Extreme heat and cause-specific risk of hospital admission in the adult population in England: a case time series analysis

Scritto il 23/06/2026
da Gillian Flower

BMJ Open. 2026 Jun 23;16(6):e105321. doi: 10.1136/bmjopen-2025-105321.

ABSTRACT

OBJECTIVES: This study investigated the impact of heat on the risk of hospital admission due to a range of health conditions in England.

DESIGN: We used records of over 4 million hospital admissions in the summer months between 2008 and 2019, to construct daily time series of admissions in 32 837 census areas. Coupled with high-resolution environmental data, we conducted a case time-series analysis using distributed-lag non-linear models to measure the lagged relationship between summertime temperature and risk of admission for a broad set of health conditions. We derived the relative risks of admission at the 99th compared with the 50th temperature percentile to understand the effect of extreme heat in each locality.

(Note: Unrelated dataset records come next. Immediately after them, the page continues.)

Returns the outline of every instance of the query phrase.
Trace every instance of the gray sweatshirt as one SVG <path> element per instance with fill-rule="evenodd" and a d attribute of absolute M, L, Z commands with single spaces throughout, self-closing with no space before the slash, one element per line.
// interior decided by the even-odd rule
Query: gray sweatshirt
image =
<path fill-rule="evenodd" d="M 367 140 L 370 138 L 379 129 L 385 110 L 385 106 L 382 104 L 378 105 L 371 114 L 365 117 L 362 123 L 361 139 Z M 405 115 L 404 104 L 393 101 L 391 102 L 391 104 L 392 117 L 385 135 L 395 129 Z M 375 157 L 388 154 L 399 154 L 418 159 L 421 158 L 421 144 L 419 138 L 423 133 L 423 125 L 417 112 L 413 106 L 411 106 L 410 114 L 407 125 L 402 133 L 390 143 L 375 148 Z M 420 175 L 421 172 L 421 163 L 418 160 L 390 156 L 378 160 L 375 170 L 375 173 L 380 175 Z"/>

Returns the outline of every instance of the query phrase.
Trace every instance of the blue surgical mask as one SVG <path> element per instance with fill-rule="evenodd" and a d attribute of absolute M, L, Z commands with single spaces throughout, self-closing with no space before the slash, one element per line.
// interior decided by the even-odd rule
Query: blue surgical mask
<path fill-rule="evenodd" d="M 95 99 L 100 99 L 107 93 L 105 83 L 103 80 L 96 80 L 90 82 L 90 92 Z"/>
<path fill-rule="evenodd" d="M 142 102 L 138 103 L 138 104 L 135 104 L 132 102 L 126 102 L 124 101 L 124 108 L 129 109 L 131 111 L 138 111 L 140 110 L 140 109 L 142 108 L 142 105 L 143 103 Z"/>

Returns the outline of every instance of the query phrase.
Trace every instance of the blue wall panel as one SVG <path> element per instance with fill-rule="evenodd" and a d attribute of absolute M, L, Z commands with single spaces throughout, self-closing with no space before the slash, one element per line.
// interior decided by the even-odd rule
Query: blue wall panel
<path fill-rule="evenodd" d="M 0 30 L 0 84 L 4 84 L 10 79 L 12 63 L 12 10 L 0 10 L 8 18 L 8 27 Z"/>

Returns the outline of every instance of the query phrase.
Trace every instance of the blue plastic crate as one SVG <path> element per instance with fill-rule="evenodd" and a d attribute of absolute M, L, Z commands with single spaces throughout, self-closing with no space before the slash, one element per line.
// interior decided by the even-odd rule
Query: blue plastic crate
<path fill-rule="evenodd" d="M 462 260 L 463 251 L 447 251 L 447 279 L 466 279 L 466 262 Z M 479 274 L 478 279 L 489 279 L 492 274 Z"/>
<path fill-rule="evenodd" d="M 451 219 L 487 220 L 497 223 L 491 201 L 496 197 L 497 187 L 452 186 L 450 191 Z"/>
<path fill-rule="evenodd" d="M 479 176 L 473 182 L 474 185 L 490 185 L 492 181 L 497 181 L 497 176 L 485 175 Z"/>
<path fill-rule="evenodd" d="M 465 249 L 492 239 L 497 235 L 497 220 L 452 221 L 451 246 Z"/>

SETTING: The adult population of England (aged 18 years and older).

OUTCOME MEASURES: Unplanned National Health Service (NHS) in-patient hospital admissions for cardiovascular, respiratory, genitourinary, metabolic and infectious diseases, along with their subcategories.

RESULTS: These conditions contributed more than 3.7 million admissions, of which over 1.5 million (42%) were for those aged 75 years and over. More than 80% of admissions were for respiratory, cardiovascular or genitourinary illness, which collectively contributed 3.1 million hospital admissions. There was clear evidence of an increased risk of hospital admission for many conditions, including acute renal failure (1.37, 95% CI 1.32 to 1.42), metabolic disorders (1.28, 95% CI 1.24 to 1.32), infectious and parasitic diseases (1.06, 95% CI 1.04 to 1.08), pneumonia (1.07, 95% CI 1.05 to 1.09) and chronic obstructive pulmonary disease (1.08, 95% CI 1.05 to 1.10). The evidence was less clear for asthma and diabetes, while there were negative associations for many cardiovascular conditions. There was a clear age gradient in heat-related admissions, with older people facing the greatest risk of admission.

CONCLUSIONS: These findings highlight the widespread effect of extreme heat across a range of health conditions, in addition to mortality, and have implications for public health planning in our changing climate.